President Barack Obama’s trip to Vietnam and Japan in the last week of May carried a great deal of importance as it was “part of his farewell visit” to the region. His visit to Japan was undertaken mainly for participating in the Group-7 summit meeting held in Ise -Shima, but his historic decision to make a brief visit to Hiroshima drew far greater attention from different parts of the world. It even overshadowed his participation at the G-7 summit. As the first serving American President to visit Hiroshima, all his utterances came under strict scrutiny in the emotionally surcharged city. While opinion surveys in Japan clearly showed an overwhelming public support for Obama’s visit to Hiroshima, there were conflicting views expressed by the Americans at home.
…main objective of Obama’s visit to Hanoi was to assure the Vietnamese and the ASEAN countries that the US government would stick to its economic and security commitments in the region.
Many feared that Obama might say something almost amounting to revisiting President Harry Truman’s decision to drop atomic bombs on Hiroshima and Nagasaki.
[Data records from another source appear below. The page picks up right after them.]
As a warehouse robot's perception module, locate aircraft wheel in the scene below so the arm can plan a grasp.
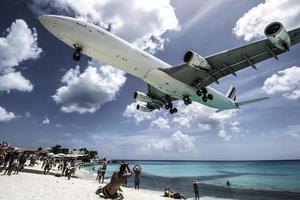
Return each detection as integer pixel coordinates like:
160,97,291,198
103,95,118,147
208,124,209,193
73,52,81,61
173,108,178,113
197,90,202,97
184,100,189,105
170,108,177,114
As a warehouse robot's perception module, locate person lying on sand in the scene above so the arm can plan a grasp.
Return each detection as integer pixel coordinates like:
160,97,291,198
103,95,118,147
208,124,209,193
164,187,186,199
96,164,131,199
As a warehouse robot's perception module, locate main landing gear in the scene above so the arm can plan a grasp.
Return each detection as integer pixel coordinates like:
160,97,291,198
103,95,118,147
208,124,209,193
73,45,82,61
183,96,193,105
197,87,214,102
165,96,178,114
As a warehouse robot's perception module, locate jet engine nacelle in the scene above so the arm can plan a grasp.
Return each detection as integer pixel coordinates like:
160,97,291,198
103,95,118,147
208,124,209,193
265,22,291,51
136,104,153,112
183,51,211,70
133,92,154,103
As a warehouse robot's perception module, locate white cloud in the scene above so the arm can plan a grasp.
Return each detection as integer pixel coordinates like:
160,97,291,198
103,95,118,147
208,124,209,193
148,131,195,153
123,102,157,124
53,61,126,113
0,19,42,73
150,117,170,129
218,128,232,142
0,106,16,122
31,0,179,52
0,19,42,92
43,117,50,124
233,0,300,41
0,72,33,93
173,102,240,141
262,66,300,99
229,121,241,133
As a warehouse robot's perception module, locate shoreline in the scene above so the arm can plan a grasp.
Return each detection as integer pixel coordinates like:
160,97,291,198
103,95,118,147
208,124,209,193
0,162,230,200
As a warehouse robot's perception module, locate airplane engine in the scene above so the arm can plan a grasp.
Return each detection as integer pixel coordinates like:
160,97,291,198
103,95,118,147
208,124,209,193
133,92,154,103
136,104,153,112
183,51,211,70
265,22,291,51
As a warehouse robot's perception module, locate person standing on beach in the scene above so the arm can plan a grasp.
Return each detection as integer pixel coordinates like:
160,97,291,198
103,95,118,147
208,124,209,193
193,181,200,199
96,163,131,199
61,160,67,176
99,157,109,183
122,161,130,187
132,163,142,190
14,153,27,174
44,158,51,175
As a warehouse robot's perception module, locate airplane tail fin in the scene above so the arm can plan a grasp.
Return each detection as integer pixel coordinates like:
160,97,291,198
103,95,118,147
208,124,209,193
226,86,236,101
236,97,270,107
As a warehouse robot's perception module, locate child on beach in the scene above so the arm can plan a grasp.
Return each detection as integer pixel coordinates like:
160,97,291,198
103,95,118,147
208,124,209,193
193,181,200,199
99,158,109,183
132,163,142,190
164,187,186,199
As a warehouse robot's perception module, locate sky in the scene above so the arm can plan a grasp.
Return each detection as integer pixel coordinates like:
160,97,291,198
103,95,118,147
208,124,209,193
0,0,300,160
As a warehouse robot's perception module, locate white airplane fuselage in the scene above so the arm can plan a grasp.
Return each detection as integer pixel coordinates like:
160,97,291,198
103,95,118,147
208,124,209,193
39,15,237,110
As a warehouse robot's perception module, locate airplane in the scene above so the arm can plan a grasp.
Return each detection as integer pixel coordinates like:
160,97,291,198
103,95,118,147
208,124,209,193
39,15,300,114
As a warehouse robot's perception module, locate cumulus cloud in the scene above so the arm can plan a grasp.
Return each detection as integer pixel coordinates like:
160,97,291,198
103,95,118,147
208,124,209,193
148,131,195,153
0,19,42,73
123,101,240,141
123,102,157,124
233,0,300,41
173,102,240,141
0,72,33,93
43,117,50,124
262,66,300,99
0,19,42,92
53,61,126,113
30,0,179,52
0,106,16,122
150,117,170,129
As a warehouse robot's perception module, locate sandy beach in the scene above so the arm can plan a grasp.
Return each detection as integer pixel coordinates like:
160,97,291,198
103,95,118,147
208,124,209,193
0,162,231,200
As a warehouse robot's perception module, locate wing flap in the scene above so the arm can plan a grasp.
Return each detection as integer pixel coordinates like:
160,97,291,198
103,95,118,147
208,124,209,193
161,28,300,87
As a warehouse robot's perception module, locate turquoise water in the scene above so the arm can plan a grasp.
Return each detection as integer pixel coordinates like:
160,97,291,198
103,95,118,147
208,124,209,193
85,161,300,192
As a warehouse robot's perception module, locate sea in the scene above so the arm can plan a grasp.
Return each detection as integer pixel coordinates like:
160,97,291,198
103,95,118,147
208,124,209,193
82,160,300,200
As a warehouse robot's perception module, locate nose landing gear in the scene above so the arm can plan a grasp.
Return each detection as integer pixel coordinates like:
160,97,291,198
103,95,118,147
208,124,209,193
73,45,82,61
165,96,178,114
197,87,214,102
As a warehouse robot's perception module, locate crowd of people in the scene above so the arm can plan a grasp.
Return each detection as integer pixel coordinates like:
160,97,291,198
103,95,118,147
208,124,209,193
96,158,142,199
0,149,28,175
0,143,78,179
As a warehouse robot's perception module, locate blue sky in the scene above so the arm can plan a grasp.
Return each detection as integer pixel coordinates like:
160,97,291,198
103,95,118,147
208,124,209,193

They believed that any effort to criticise the dropping of bombs would portray the Japanese as victims overlooking their military aggression in Asia. But everything went on well and Obama’s speech, and his meeting with Hibakusha left a lasting impression.
His earlier visit to Vietnam carried both symbolism and substance. He was not the first US President to visit Vietnam. His predecessors Bill Clinton and George Bush made official visits in 2000 and 2006 respectively. One main objective of Obama’s visit to Hanoi was to assure the Vietnamese and the ASEAN countries that the US government would stick to its economic and security commitments in the region. He said that one of his foreign policy priorities was to ensure that the United States “plays a larger and long-term role in the Asia-Pacific which is vital to our security and to our prosperity.” Further, he wanted to put the bilateral relations on a firmer footing for decades to come. Both Obama and his Vietnamese hosts identified three areas where their interests converge.
First, both sides saw that there is great scope to build on the bilateral vision statement of 2015 on the prospects of cooperation in the defence field. Obama assured that the US would extend its support for training the Vietnamese navy in joint exercises, capacity –building, exchange of intelligence, etc. One direct outcome of Obama’s visit is to be seen in the removal of the long embargo on the transfer of defence technologies to Vietnam. The embargo was imposed during the Vietnam War years and a partial relaxation of the ban was done soon after normalisation of relations. However, the human rights situation in Vietnam stood in the way of a full removal of the embargo. The present decision of the US to fully remove the ban will help both countries intensify their defence cooperation in the coming years.
In his speech at Hanoi, Obama did not make any apology to the Vietnamese over the war, but stated broadly that “war, no matter what our intentions may be, brings suffering and tragedy.” However, he did promise to provide support for efforts to remove the toxic chemicals sprayed over the country by the American military during the war.
Obama emphasised the importance of freedom of navigation and over flight in the open seas.
Second, both Obama and the Vietnamese leaders underlined the convergence of their interests on a number of issues including maritime security, in particular. Obama promised to provide patrol ships to Vietnam with the objective of eventually opening the strategic port of Cam Ranh Bay for visits by American warships. Obama emphasised the importance of freedom of navigation and over flight in the open seas. Both strongly favour a regional order where norms and rules are upheld, where lawful commerce is not impeded, and where all disputes are solved peacefully. Obama said that the US will fly, sail and operate wherever international law permits and will support the rights of other countries to do the same. All these observations of Obama sounded music to the Vietnamese who have been encountering serious maritime and territorial challenges from China particularly in the South China Sea region. That China strongly criticised Obama’s overtures to Hanoi did not come as a surprise to anyone who knows the background of Sino-Vietnamese relations.
Third, apart from the strategic aspect, Obama also highlighted the bright prospects of bilateral cooperation in the economic field. Trade between the two countries has already made impressive strides to record around $ 45 billion in 2015 and there are possibilities of further growth in the coming years. American investment in Vietnam is also steadily growing and business giants including GE and Boeing are increasing their stakes in Vietnam. In addition, Vietnam is also a member of the on -going negotiations for the Trans Pacific Partnership Agreement ( TPP ) which is expected to deepen trade and investment between the two countries at a much faster rate once finalised.
In this context one should also note how Vietnam has also made several steps to promote closer strategic and economic relations with Japan. Japan is Vietnam’s largest economic donor and the cumulative ODA assistance has exceeded $23 billion recently. By 2015, Japan was the second biggest investor in Vietnam with a total investment of about $37 billion. Both have joined the TPP which will further intensify their economic ties. They have also forged a strategic partnership and Japan has supplied several patrol boats to Vietnam to strengthen its coastal defence. Their interests converge in a range of strategic areas including maritime security.